Que veux dire , au crochet : " écouler 2 mailles ensemble " ? Je ne suis pas experte du crochet !! mais j'aime bien le modèle de chaussons.

31.12.2014 - 11:46

DROPS Design answered:

Bonjour Mme Groux, vous trouverez la technique dans les explications ainsi que dans la vidéo ci-dessous. Bon crochet!

31.12.2014 - 12:51

country flag Jolene Bailey wrote:

I noticed the instructions do not mention to chain 1 at the end of the row and turn. I want to make sure this step is not required.

20.12.2014 - 01:31

DROPS Design answered:

Dear Mrs Bailey, you usually always crochet ch to turn, pattern will be checked - thank you very much in advance for your patience.

22.12.2014 - 15:52

country flag Keira wrote:

What is the reason for switching to one strand of yarn for the bottom of the foot?
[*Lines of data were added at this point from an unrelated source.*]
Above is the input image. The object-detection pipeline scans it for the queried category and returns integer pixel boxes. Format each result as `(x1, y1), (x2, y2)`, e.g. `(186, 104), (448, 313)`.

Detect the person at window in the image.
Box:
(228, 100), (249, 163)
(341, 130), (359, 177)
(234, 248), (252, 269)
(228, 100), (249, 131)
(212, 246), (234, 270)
Wouldn't I want extra cushion for the bottom?

10.12.2014 - 22:16

DROPS Design answered:

Dear Keira, if you keep 2 strands for the bottom of the foot you will have a different tension, you may adjust end of pattern if you rather like to continue with 2 strands to the end. Happy crocheting!

11.12.2014 - 10:03

country flag Diana wrote:

"Herhaal 3e en 4e toer tot het werk ongeveer 23-26-28 cm meet gemeten in lengte - meet het werk dubbelgevouwen. Ga verder met 1 draad donkergrijs Eskimo en MEET NU HET WERK VANAF HIER. " als ik het werk dubbelvouw en meet doe ik dit dan van punt naar de naad aan de achterkant of meet ik echt vanaf het begin van de voet 26cm? als ik kijk naar de wisseling dan meet ik langs de lengte van de voet van hiel naar teen

02.12.2014 - 11:10

DROPS Design answered:

Hoi Diana. Je meet de lengte van de voet, van hiel tot teen.

02.12.2014 - 15:34

country flag Tammy wrote:

Is there a "how to" video for these boots or just on how to do the stiches? Also can this yarn be bought in a store in the US? I'm a touchy feely person meaning I like to touch and see the yarn before I buy it.

24.11.2014 - 00:44

DROPS Design answered:

Dear Tammy, your request for such a video has been registered, thank you - for any help, tips & advice, remember you can directly contact your DROPS store even per mail or telephone. Happy crocheting!